Deep-fried turkey became a Thanksgiving sensation, at least in the Deep South, during the late 1980's. A tradition that began in Louisiana's Cajun country, fried turkey gradually became an alternative in many parts of the country to roast turkey at Thanksgiving and often, the turkey that graced the Christmas table. Since this blogger has never fried a turkey, I cannot begin to describe the process. I have seen it done, so I do know that frying a turkey is best accomplished outside the house in a special "turkey fryer" that holds several gallons of cooking oil. But back to the story. My oldest daughter had just moved out on her own and wanted to have our family's Christmas in her new place of abode. After years of preparing holiday meals for my own large family, I was more than ready for someone else to assume some of the responsibility. So I eagerly agreed that we would accept her invitation. But things didn't go the way I expected - by Christmas Eve, she had "assigned" the usual holiday dishes to her mother. And she "volunteered" to cook the turkey. This turn of events should not have surprised me. When she was a teenager, I often referred to her as "The Microwave Princess," since her only interest in the kitchen seemed to be heating something in the microwave.
Christmas Day arrived, and we opened gifts and had our usual Christmas breakfast.
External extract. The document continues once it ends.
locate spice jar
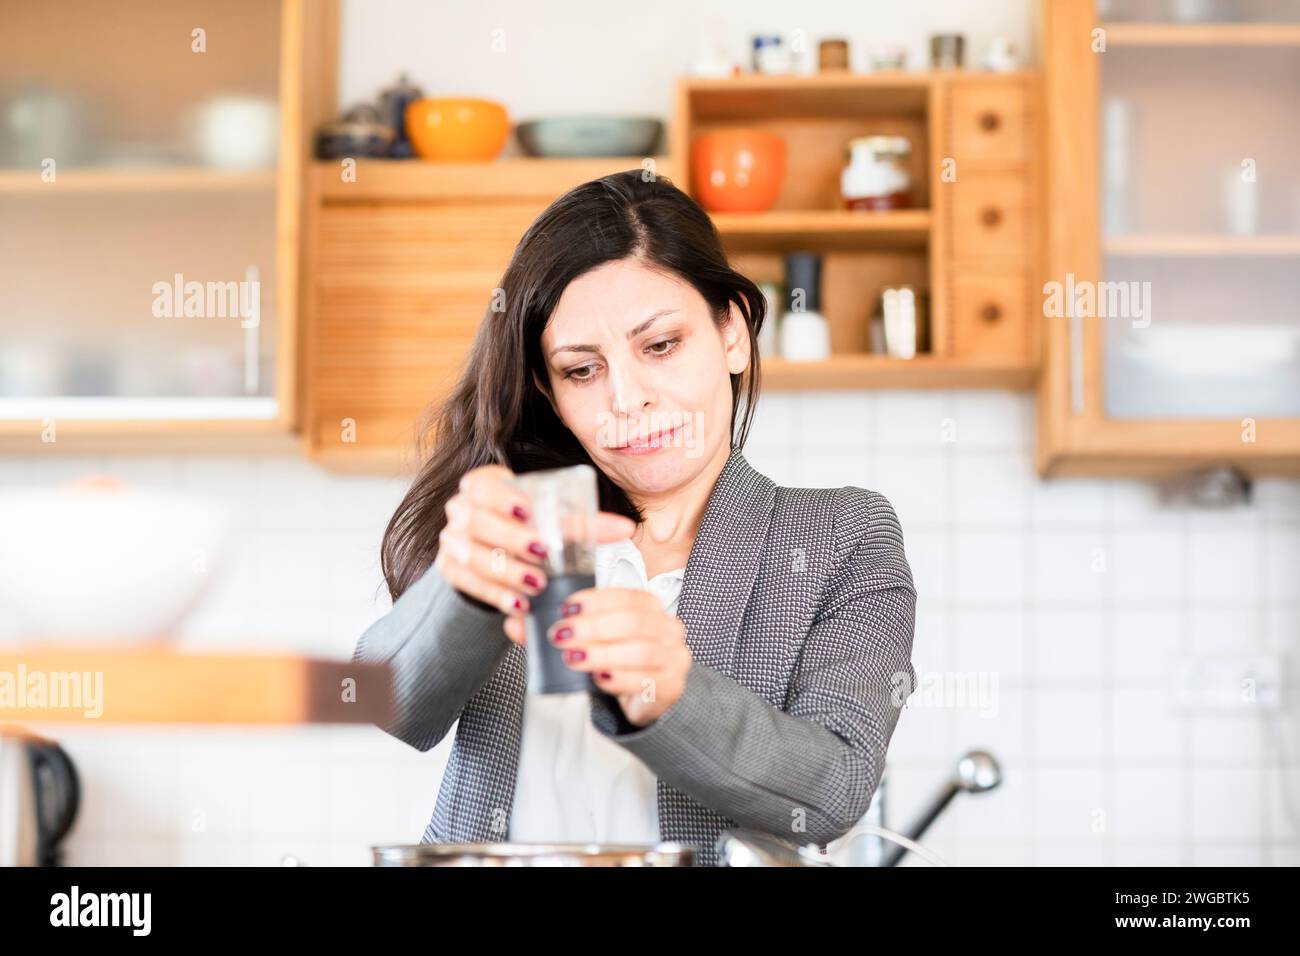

After breakfast, I set about getting my "assigned" dishes prepared and ready to transport to my daughter's house about two miles away. (No, she didn't move very far from home!) With all of the turkey's trimmings in the car, we arrived at her house at the appointed time. But what we saw as we were turning the corner was a total shock - a fire truck and an EMT vehicle were parked in the driveway and smoke was billowing out of two open windows! As I felt a sinking feeling deep in my stomach, I heard my daughter calling out to me, with a big smile on her face, saying, "Don't worry, it's just the turkey."
You must be wondering what caused all of this drama, so here's the rest of the story. Without telling me what she planned to do, my daughter had decided to fry a turkey breast, not roast the entire turkey. But she had forgotten to thaw the turkey breast. Not realizing what would happen to that frozen chunk of turkey, she had attempted to fry the turkey breast in a large pot of hot oil - not outside, but on the top of her almost new kitchen stove. Well, I don't think I need to go on - you can get the picture - one that involves fire, smoke, and lots and lots of grease! Fortunately, no one was burned or otherwise injured, except the turkey.
Years later, the "turkey fire" is a classic "remember when" Christmas story at our house. But it's one that I hope isn't repeated any time soon.